Most cases kept the bird at about the speed of the F4 of the day. Remember, the gulf of mexico at the time was full of “Fishing Boats” for all over the world. I am sure some of them were collecting data.

What happened with the C Bird?

While “technically” correct I still like to ask, and thanks for the compliment :o)

Oh and I posted this on nasaspaceflight.com but I figured I’d ‘cross-post it here too :o)

On the subject of ‘ideas’ this has apperantly come up before as witnessed by this 1989 “final” report on a study on a Hypersonic Business Jet concept study called “HyBuJet”

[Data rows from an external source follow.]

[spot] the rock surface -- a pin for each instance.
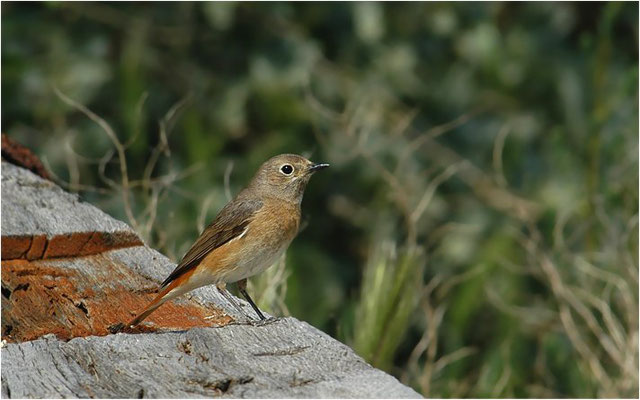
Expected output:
(69, 271)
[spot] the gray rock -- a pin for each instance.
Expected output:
(281, 358)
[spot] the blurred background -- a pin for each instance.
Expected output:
(477, 232)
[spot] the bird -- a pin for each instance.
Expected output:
(246, 237)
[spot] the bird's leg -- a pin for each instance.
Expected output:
(222, 288)
(242, 287)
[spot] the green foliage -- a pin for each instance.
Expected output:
(477, 232)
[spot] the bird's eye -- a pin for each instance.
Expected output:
(286, 169)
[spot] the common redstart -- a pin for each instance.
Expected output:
(246, 237)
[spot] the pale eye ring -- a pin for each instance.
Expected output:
(286, 169)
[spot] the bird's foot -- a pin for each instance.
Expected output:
(263, 322)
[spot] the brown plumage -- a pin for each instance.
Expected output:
(247, 236)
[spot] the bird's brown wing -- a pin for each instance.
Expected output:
(230, 223)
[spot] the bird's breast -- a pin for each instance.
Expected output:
(267, 236)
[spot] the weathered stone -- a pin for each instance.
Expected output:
(55, 314)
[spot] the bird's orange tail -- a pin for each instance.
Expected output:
(167, 293)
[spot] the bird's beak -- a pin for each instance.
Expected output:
(317, 167)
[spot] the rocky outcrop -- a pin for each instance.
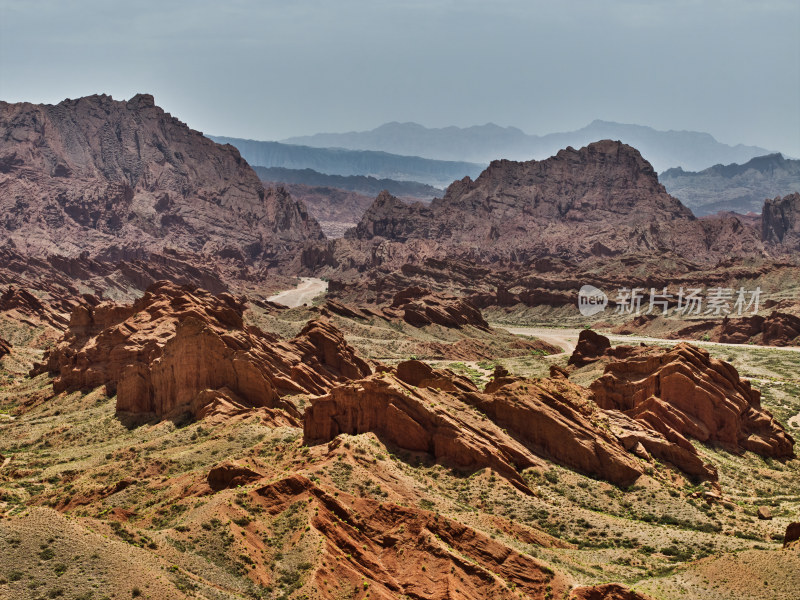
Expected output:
(591, 346)
(420, 374)
(764, 513)
(419, 420)
(115, 178)
(553, 419)
(776, 329)
(638, 438)
(29, 306)
(163, 353)
(792, 534)
(684, 393)
(734, 187)
(420, 307)
(780, 223)
(603, 200)
(518, 422)
(229, 475)
(398, 551)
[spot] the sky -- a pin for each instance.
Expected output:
(273, 69)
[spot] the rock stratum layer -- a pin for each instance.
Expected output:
(684, 393)
(178, 349)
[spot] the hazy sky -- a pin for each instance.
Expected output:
(271, 69)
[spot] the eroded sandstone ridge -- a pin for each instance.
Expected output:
(404, 551)
(510, 426)
(419, 307)
(179, 348)
(780, 223)
(120, 180)
(685, 393)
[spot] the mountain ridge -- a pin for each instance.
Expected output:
(734, 187)
(663, 149)
(341, 161)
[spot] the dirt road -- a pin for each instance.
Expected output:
(309, 288)
(568, 338)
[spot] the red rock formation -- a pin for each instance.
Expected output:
(425, 410)
(419, 420)
(420, 374)
(683, 392)
(229, 475)
(780, 223)
(643, 441)
(792, 534)
(591, 346)
(554, 419)
(421, 307)
(777, 329)
(29, 306)
(161, 354)
(764, 513)
(115, 178)
(402, 551)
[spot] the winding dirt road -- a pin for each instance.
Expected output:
(309, 288)
(568, 338)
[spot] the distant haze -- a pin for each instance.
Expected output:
(271, 70)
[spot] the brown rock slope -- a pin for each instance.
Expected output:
(557, 420)
(607, 591)
(600, 201)
(780, 223)
(684, 393)
(775, 329)
(119, 180)
(417, 419)
(391, 551)
(179, 348)
(419, 307)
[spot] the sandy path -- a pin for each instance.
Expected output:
(309, 288)
(568, 338)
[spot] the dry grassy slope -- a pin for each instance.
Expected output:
(70, 452)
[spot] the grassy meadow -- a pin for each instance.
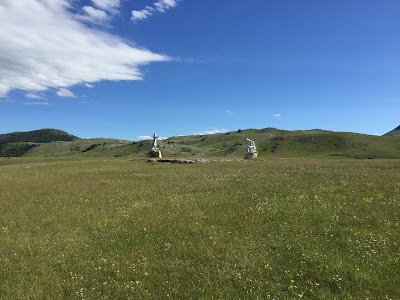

http://ntrs.nasa.gov/archive/nasa/casi.ntrs.nasa.gov/19910000727_19...

Randy

It’s easy to see that ramjets could already operate at quite low speeds. The first ramjet airplane, the Leduc 010-01 was released from a propeller carrier aircraft and climbed under pure ramjet power in 1949 already.

More about the excellent and fascinating yet little known story here:
http://aerostories.free.fr/constructeurs/leduc/page8.html

Of course, turbojets with afterburners made ramjet aircraft obsolete in the mid fifties. I don’t know what the efficiency (thrust, ISP) of these ramjets was through varying speed ranges either.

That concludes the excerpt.